When photovoltaic cells are hit by sunlight, photons are absorbed, electrons are released and capturing those free electrons causes an electric current. Photovoltaic cells create a direct current (DC), which must be transformed into an alternating current (AC) for industry and home use. Photovoltaic systems rely on an inverter to accomplish this conversion.

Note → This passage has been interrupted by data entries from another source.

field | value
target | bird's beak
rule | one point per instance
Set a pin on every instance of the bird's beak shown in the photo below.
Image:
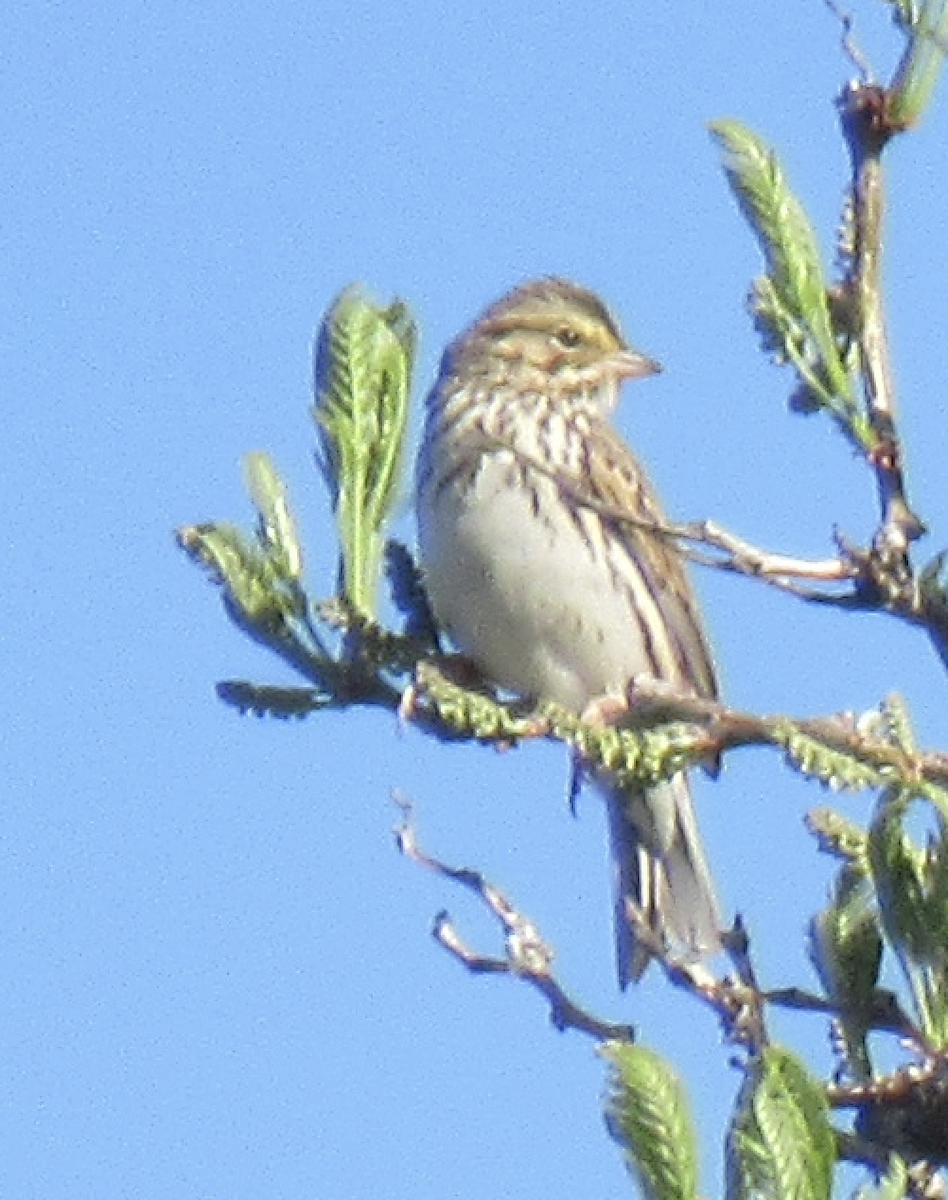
(633, 365)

The majority of photovoltaic cells are made from monocrystalline or polycrystalline silicon. Monocrystalline photovoltaic panels are more expensive and laborious to make than polycrystalline, as they are made by growing a large, pure crystal in a furnace, and then cutting the crystal into individual squares. However, they do run more efficiently than polycrystalline panels. Roughly, 35 percent of the world's photovoltaic production is made from monocrystalline silicon, according to About.com.
Polycrystalline panels are made by molding molten silicon in blocks, which is quicker and more cost-effective. However, the result is a photovoltaic cell that is less efficient than a monocrystalline one. Approximately 45 percent of the world's photovoltaic production is made from polycrystalline silicon, according to About.com.
Thin film is another type of photovoltaic module, which involves embedding photovoltaic cells on a thin, pliant material like plastic, glass or heavy tin foil. Thin film photovoltaics are commonly used to power small devices for camping or military purposes.